Ocean plastic comes in all shapes and sizes. Over time, UV degrades the plastic and, in combination with the mechanical impact of ocean waves, causes it to fragment into ever smaller pieces, known as microplastic – pieces smaller than 5mm across. Microplastics are considered to be among the most harmful types of plastic pollution because they are easily mistaken for food by a wide range of marine species, thereby easily entering the food chain.
The smaller the pieces get, the more sensitive they become to mixing due to wind and waves. Knowing up to which depths plastic is spread for example helps us determine how much plastic is in the ocean, but for The Ocean Cleanup, it is especially important because it determines until what depth the ocean should be cleaned.
To shed light on this topic, The Ocean Cleanup has been measuring the vertical distribution of plastic during 6 expeditions to the North Atlantic Garbage Patch, which took place from 2013 to 2015. The Ocean Cleanup designed a new research tool, called the Multi-Level Trawl, which allowed us to measure 11 water layers at the same time, from the surface down to a depth of 5 meters.

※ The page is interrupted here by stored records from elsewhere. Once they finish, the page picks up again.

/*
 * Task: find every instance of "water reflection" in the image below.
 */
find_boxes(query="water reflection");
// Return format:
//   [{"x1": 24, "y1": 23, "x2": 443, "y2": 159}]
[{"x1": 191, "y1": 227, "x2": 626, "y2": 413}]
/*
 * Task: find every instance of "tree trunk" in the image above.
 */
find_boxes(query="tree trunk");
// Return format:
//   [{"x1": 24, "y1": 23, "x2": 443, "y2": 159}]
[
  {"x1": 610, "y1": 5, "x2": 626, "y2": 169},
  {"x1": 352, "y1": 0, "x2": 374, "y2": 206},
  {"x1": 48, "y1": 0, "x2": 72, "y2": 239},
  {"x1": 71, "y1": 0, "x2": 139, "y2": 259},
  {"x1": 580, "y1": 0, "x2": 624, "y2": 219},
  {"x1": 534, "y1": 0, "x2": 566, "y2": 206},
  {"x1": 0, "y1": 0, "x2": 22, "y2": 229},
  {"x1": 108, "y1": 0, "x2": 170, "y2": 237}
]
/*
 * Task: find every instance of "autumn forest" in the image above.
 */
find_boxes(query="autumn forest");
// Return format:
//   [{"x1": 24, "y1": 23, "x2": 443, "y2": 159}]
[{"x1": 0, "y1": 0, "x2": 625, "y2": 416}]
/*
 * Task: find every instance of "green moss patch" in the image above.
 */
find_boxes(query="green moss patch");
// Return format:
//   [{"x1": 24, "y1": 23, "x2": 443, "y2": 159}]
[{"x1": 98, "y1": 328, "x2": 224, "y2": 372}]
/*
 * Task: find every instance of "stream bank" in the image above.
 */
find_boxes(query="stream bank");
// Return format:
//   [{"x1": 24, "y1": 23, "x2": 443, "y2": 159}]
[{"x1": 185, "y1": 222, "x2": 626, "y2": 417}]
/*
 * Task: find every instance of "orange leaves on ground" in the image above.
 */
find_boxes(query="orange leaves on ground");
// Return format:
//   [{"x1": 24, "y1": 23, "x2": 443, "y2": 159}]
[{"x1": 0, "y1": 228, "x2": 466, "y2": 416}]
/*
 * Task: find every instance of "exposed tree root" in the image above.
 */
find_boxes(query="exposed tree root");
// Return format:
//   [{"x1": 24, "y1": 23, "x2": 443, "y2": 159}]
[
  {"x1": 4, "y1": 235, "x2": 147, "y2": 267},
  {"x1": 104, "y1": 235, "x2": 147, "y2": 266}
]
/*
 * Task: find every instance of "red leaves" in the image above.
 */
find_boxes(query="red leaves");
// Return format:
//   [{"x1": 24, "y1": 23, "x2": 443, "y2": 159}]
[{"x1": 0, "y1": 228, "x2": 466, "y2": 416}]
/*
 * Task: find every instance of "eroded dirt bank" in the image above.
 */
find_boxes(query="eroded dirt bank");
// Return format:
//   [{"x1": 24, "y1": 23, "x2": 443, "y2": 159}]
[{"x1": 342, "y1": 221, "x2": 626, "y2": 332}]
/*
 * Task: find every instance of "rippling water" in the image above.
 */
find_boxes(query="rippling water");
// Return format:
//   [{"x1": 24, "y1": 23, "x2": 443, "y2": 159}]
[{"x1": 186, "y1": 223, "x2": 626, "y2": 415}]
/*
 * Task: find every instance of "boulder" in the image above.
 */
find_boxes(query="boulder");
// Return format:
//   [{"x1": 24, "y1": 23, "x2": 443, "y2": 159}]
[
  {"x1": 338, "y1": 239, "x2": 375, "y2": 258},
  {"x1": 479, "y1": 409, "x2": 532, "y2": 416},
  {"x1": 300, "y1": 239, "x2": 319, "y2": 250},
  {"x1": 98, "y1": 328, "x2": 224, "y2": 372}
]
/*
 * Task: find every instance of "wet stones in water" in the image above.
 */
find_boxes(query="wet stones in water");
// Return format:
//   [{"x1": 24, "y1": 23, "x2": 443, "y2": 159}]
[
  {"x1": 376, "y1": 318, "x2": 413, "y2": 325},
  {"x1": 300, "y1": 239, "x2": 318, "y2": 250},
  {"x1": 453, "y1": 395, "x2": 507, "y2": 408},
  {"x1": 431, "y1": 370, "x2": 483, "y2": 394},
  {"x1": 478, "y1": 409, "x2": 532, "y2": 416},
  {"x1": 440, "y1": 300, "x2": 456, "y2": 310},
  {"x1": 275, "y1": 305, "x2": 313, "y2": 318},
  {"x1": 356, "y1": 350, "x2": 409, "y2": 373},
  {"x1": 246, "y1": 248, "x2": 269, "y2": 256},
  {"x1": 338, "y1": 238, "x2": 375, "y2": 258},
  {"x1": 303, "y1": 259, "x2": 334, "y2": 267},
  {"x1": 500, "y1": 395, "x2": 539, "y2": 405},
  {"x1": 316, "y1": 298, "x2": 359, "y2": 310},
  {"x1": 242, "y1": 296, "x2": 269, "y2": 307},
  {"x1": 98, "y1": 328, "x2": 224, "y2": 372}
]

Initial results were published in Biogeosciences last year, but having taken many more measurements since then, we can report much more accurate results today.
In our Ocean Plastics Lab, we measured the speed at which microplastics float back to the surface, looking at a variety of sizes and types. Summarizing what we found, most vertical mixing of microplastics takes place when the water conditions are rough, and that smaller particles are most sensitive. The smaller they are, the deeper they get when the wind picks up, also because the rising speed of these particles is slower than for larger pieces (so they stay deeper, longer).
To summarize the main conclusions of the study:
- Most buoyant plastic mass is within the top few meters of the ocean
- The higher the wind speed, the more profound the mixing becomes
- The type and shape of the plastic (fragment or piece of line) also has a large influence on the mixing
- Standard plastic sampling devices (which skims only the top ~15 cm of the ocean surface) underestimates the amount of microplastic by a factor of between 1.04 and 30.
- Microplastic concentrations decrease exponentially with depth, and approach zero within 5 meters of depth, regardless of the wind speed and particle type.
It is important to note the results only apply to microplastics. Larger sized plastic pollution – which by mass represents most of the plastic in the ocean – is more buoyant and stays even closer to the sea surface.
These results show our choice for making our system catch plastic down to 1.5 meters of depth is sufficient, even when looking at these millimeter-sized particles. Based on these findings we are now also correcting the surface measurements taken during the Mega Expedition to account for the plastic that is deeper than the trawls we used.